Arant took customers' money — promising to keep their identities private — and pooled it in six accounts at Bank of America, U.S. Bank and Wells Fargo Bank, Killingsworth wrote. He would then pay the customers' bills from those commercial bank accounts. He charged about $75 a year in fees for the service, plus fees for wire transfers and for initial account setup. For $30, customers could buy debit cards to access their money more easily; otherwise, they could access it by check, money order or wire transfer, she said.

On his now-defunct Web site, he advertised his services to those "who would rather not deal directly with the banking system."

Warehouse bank schemes were popular as illegal tax shelters in the 1980s, but several have been busted in more recent years — including one broken up in Boring, Ore., in 2000, involving $186 million in deposits from 900 people over 14 years. The six organizers of that scheme were sentenced to up to four years in prison.

Reached by phone at his home Tuesday, Arant said he intended to represent himself in court but declined to comment further.

"I'm not where I need to be as far as responding to the IRS at this point," he said.

Sifting through the evidence
Killingsworth, who was initially assigned to investigate Arant's failure to file income tax returns since 2001, wrote that she has so far spent about 600 hours studying Olympic and trying to divine its customer list. She said she has been able so far to identify 13 people who used Arant's service while underreporting or not reporting their income from 2002, when the bank opened, to 2005.
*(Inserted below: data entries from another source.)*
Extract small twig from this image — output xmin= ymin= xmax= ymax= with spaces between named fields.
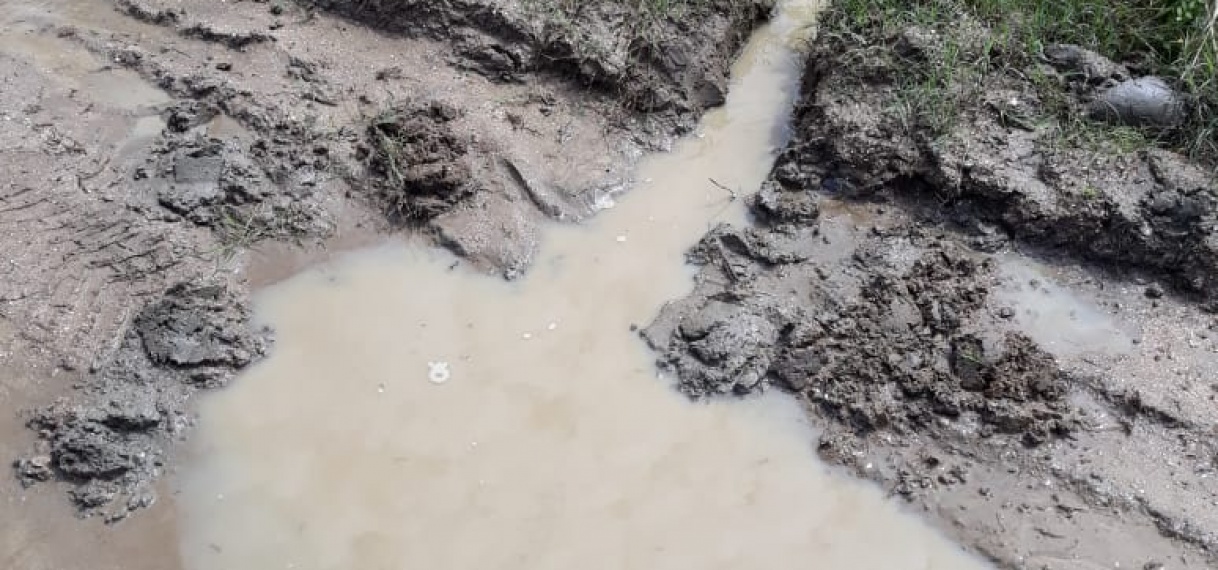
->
xmin=708 ymin=177 xmax=738 ymax=201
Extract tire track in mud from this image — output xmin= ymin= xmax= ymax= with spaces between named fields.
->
xmin=2 ymin=0 xmax=781 ymax=530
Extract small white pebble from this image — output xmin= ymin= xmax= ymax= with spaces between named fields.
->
xmin=616 ymin=235 xmax=627 ymax=243
xmin=377 ymin=383 xmax=386 ymax=393
xmin=522 ymin=333 xmax=533 ymax=340
xmin=427 ymin=361 xmax=451 ymax=384
xmin=547 ymin=322 xmax=558 ymax=331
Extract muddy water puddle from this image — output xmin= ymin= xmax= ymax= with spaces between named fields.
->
xmin=1 ymin=1 xmax=174 ymax=161
xmin=992 ymin=256 xmax=1136 ymax=357
xmin=176 ymin=2 xmax=987 ymax=568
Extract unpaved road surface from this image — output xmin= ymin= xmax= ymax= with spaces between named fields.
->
xmin=1 ymin=0 xmax=767 ymax=564
xmin=3 ymin=0 xmax=1218 ymax=568
xmin=646 ymin=6 xmax=1218 ymax=569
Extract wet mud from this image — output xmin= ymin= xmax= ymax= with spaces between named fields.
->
xmin=2 ymin=0 xmax=771 ymax=526
xmin=171 ymin=6 xmax=990 ymax=567
xmin=646 ymin=4 xmax=1218 ymax=568
xmin=3 ymin=0 xmax=1218 ymax=568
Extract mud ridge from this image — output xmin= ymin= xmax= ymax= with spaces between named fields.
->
xmin=647 ymin=3 xmax=1218 ymax=566
xmin=305 ymin=0 xmax=775 ymax=127
xmin=787 ymin=18 xmax=1218 ymax=303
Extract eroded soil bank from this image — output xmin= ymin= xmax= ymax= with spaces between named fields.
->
xmin=645 ymin=1 xmax=1218 ymax=568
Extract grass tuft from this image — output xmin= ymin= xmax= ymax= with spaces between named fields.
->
xmin=827 ymin=0 xmax=1218 ymax=162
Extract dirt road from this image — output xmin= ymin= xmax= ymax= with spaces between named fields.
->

Among them are a Howard Sambol, a San Francisco-area consultant; American Contractor Services LLC, based in Washougal; Anne Mark, a music teacher, real-estate agent and caterer in Mountain View, Calif.; and Carl Melville, a Santa Ana, Calif., chiropractor. Sambol, Melville and American Contractor Services did not appear to have listed phone numbers.

The Associated Press did contact an Anne Mark who lives in Palo Alto, near Mountain View, who said she has taught music but has never been involved in real estate. She said she knew nothing about the alleged banking operation and hopes she's not the person referred to in the court records.

The IRS agent noted that a $7,500 check Sambol deposited in 2004 was made out to him by ALH & Co. — a warehouse banking scheme run by Anthony L. Hargis of Fountain Valley, Calif. Federal agents dismantled Hargis' operation later that year.

Arant could face civil penalties of $1,000 per false statement he made in promoting the scheme — typically calculated as one false statement for each of his customers.